1. Where you declare the types just affects the scope they're visible. If you place them in a package spec, you can access them from other packages, etc. In the package body, just program units inside that package and so on. So it really comes down to where and how you want to reuse these in other code.

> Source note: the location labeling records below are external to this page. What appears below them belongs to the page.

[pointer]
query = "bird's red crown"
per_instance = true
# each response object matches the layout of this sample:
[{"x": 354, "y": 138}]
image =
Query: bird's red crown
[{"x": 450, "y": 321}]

2. We can do a quick test. Let's create a table with 101 columns and 1000 rows. Only the first column is populated, the last 100 are null:
declare
create_tab varchar2(4000);
begin
create_tab := 'create table t (id int';
for i in 1 .. 100 loop
create_tab := create_tab || ', c' || i || ' int';
end loop;
create_tab := create_tab || ')';
execute immediate create_tab;
end;
/
insert into t (id)
select level from dual connect by level <= 1000;
commit;
We can measure the PGA usage with this get_stat function (HT to Tim Hall):
create or replace function get_stat (p_stat in varchar2) return number as
l_return number;
begin
select ms.value
into l_return
from v$mystat ms
join v$statname sn
on ms.statistic# = sn.statistic#
and sn.name = p_stat;
return l_return;
end get_stat;
/
Then run two tests: bulk collecting into a single column array and one with all 101 columns of the table. I'll connect to a new session each time to reset the PGA:
conn chris/chris
set serveroutput on
declare
ids dbms_sql.number_table;
mem pls_integer;
begin
mem := get_stat('session pga memory');
select id
bulk collect into ids
from t;
DBMS_OUTPUT.put_line(
'Just IDs : ' || (get_stat('session pga memory') - mem)
);
end;
/
Just IDs : 65536
conn chris/chris
set serveroutput on
declare
type tarr is table of t%rowtype index by binary_integer;
tab tarr;
mem pls_integer;
begin
mem := get_stat('session pga memory');
select *
bulk collect into tab
from t;
DBMS_OUTPUT.put_line(
'Full table: ' || (get_stat('session pga memory') - mem)
);
end;
/
Full table: 5570560
So that's 65,536 bytes of memory for just the ids vs. 5,570,560 for all the columns. An order of magnitude more memory!